Question

A man is 37 years old and his two sons are 8 years and 3 years old. After how many
years will he be twice as old as the sum of the ages of his sons?

Answer 1

❍ Let the number of years in which his age will be twice as old as the sum of his sons be x years respectively.
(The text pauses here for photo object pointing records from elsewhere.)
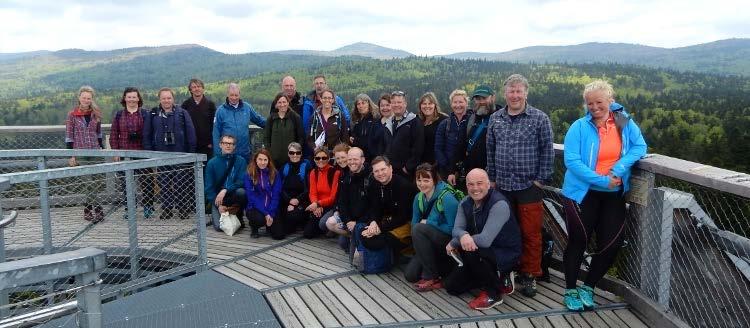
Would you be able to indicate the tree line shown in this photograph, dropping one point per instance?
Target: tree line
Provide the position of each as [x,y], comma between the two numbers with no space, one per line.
[694,116]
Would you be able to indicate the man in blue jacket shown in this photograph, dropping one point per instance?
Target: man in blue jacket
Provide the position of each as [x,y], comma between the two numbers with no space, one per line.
[223,187]
[233,118]
[169,128]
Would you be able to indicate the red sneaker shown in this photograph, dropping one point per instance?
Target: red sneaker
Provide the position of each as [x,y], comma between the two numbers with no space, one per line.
[484,302]
[426,285]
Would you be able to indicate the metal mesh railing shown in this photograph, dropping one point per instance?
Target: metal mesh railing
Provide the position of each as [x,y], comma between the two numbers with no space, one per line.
[121,207]
[686,244]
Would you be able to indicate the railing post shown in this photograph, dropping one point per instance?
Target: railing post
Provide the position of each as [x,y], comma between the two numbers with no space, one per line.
[653,235]
[41,164]
[4,300]
[200,208]
[132,223]
[89,301]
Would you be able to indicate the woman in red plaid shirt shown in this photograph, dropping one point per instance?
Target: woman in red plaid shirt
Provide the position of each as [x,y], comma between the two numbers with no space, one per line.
[83,130]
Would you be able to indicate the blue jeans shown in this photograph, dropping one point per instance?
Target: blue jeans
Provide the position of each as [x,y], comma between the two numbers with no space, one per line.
[237,197]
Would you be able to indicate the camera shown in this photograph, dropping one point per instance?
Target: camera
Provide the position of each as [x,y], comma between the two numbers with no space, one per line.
[134,136]
[169,138]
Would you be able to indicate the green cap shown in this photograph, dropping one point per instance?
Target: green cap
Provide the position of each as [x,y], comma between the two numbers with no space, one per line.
[483,90]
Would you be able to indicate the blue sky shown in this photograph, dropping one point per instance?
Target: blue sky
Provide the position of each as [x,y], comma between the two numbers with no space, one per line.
[422,28]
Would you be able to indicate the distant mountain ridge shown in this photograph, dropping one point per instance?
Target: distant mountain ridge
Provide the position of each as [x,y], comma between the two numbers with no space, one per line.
[363,49]
[730,56]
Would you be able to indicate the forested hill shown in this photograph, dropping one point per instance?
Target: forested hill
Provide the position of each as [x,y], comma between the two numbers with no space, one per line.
[730,56]
[694,116]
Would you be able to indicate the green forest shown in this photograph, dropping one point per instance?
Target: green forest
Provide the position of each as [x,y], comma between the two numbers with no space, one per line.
[695,116]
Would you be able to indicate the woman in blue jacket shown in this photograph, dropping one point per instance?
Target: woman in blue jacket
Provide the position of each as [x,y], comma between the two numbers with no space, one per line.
[263,188]
[600,150]
[433,213]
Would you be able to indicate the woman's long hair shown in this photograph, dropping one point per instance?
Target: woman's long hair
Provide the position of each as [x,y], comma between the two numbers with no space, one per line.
[254,172]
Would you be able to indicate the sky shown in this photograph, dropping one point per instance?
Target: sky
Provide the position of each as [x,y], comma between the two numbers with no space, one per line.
[424,27]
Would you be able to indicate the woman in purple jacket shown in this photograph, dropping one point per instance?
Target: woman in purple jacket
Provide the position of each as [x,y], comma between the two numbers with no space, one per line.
[263,188]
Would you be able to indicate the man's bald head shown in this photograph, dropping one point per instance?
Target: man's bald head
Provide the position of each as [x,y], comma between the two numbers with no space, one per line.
[477,184]
[355,159]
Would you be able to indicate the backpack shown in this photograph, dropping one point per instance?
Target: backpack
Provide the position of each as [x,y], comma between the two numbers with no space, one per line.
[371,261]
[458,194]
[302,170]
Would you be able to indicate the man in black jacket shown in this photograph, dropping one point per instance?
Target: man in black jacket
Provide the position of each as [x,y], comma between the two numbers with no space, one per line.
[202,111]
[404,137]
[390,198]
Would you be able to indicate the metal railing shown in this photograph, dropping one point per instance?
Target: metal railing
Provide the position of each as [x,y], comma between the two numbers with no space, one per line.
[686,245]
[113,206]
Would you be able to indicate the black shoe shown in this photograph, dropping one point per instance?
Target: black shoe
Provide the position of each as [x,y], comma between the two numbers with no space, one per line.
[528,285]
[166,214]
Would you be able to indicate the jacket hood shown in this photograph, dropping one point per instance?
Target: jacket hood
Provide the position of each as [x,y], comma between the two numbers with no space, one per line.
[229,106]
[408,117]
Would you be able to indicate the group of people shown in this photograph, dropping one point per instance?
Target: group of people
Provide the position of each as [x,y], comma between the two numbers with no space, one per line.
[395,179]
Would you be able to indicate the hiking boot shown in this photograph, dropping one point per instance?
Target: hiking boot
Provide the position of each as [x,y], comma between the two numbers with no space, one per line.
[484,301]
[148,211]
[508,284]
[572,300]
[166,214]
[586,294]
[528,285]
[426,285]
[87,214]
[98,214]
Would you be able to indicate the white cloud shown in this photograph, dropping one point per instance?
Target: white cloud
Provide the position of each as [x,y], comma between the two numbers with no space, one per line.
[439,27]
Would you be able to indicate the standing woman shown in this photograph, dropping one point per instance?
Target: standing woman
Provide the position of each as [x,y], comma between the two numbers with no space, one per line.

Present age of Man is 37 years old and Present age of his first son is 8 years old and second one is 3 years old.

Therefore,

— In x years their ages;

Age of Man = (37 + x)

Age of First son = (8 + x)

Age of younger son = (3 + x)

$\rule{250px}{.3ex}$

⠀⠀$\qquad\quad{\underline{ \underline{ \pink{\bigstar\:\frak{According \: to \: the \: Given \: Question :}}}}}$

⠀⠀

The age of father will be twice as old as the sum of ages of his sons.

⠀⠀

Therefore,

⠀

★ Father's age = 2(Sum of ages of son) ★

⠀⠀

$:\implies\sf (37 + x) = 2\Big[(8 + x) + (3 + x)\Big]\\\\\\:\implies\sf 37 + x = 2 (11 + 2x) \\\\\\:\implies\sf 37 + x = 22 + 4x\\\\\\:\implies\sf 3x = 15\\\\\\:\implies\sf x = \cancel\dfrac{15}{3}\\\\\\:\implies{\underline{\boxed{\frak{\pink{x = 5}}}}}\;\bigstar$

⠀⠀

$\therefore{\underline{\textsf{After\;\textbf{5 years}\;his\;age\;will\;be\;twice\;as\;old\;sum\;of\;ages\;his\;sons.}}}$

Answer 2

Given man’s age 37 and his elder son’s age is 8, So age difference is ED =37–8 = 29 between the man and his elder son. And his younger son’s age is 3, age difference is YD= 37–3 = 34 between the man and his younger son.

Let x be the required man’s which is such that x equals twice as old as the sum of the age of his sons and note that differences remain same always

x = 2 * [(x - ED) + (x - YD)] = 2 * [ 2x - ED - YD ]

x = 2 * [ 2x -29 -34] = 2 * [ 2x - 63]

x = 4x - 126

3x = 126 => x = 42

Thus after (42–37 = ) 5 years he becomes twice as old as the sum of the age of his sons.